Recently a Pennsylvania lawmaker introduced a bill meant to remove state barriers to medical marijuana patients carrying firearms.
Colorado activists also attempted to qualify an initiative for November’s ballot that would have protected the Second Amendment rights of marijuana consumers in that state, but the campaign’s signature-gathering drive ultimately fell short.
As 2024 drew to a close, the ATF issued a warning to Kentucky residents that, if they choose to participate in the state’s medical marijuana program that’s set to launch imminently, they will be prohibited from buying or possessing firearms under federal law.
The official said that while people who already own firearms aren’t “expected to” turn them over if they become state-legal cannabis patients, those who “wish to follow federal law and not be in violation of it” must “make the decision to divest themselves of those firearms.”

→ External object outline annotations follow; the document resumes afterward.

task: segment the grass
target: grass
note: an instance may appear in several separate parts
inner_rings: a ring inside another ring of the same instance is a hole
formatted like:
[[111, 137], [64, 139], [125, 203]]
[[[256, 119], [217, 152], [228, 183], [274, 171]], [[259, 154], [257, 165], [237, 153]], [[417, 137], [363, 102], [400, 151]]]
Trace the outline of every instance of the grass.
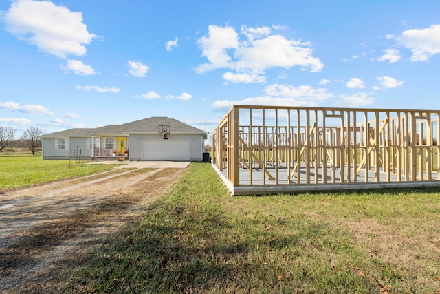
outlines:
[[76, 164], [69, 160], [43, 160], [40, 155], [0, 156], [0, 190], [96, 174], [113, 165]]
[[435, 189], [232, 198], [192, 163], [59, 291], [437, 293], [439, 211]]

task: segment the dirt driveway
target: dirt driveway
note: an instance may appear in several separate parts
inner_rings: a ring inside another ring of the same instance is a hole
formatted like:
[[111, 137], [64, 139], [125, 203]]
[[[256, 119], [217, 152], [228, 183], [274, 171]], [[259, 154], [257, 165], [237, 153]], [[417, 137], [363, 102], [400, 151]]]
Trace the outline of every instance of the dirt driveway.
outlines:
[[47, 282], [59, 270], [80, 264], [103, 238], [138, 219], [188, 165], [133, 162], [0, 191], [0, 293], [54, 290]]

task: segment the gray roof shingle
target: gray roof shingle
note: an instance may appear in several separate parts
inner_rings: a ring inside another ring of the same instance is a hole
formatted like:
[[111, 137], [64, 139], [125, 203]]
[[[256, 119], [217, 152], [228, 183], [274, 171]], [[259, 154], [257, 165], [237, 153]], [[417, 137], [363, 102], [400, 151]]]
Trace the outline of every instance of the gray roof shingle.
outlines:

Since then, bipartisan state lawmakers have introduced legislation that would urge Kentucky’s representatives in Congress to amend federal law to clarify that users of medical marijuana may legally possess firearms, though no action has since been taken on that bill.
Kentucky Gov. Andy Beshear (D) said last year that he supported the legislature’s effort to urge the state’s congressional delegation to call for federal reforms to protect the Second Amendment rights of medical marijuana patients, but the governor added that he’d like to see even more sweeping change on the federal level.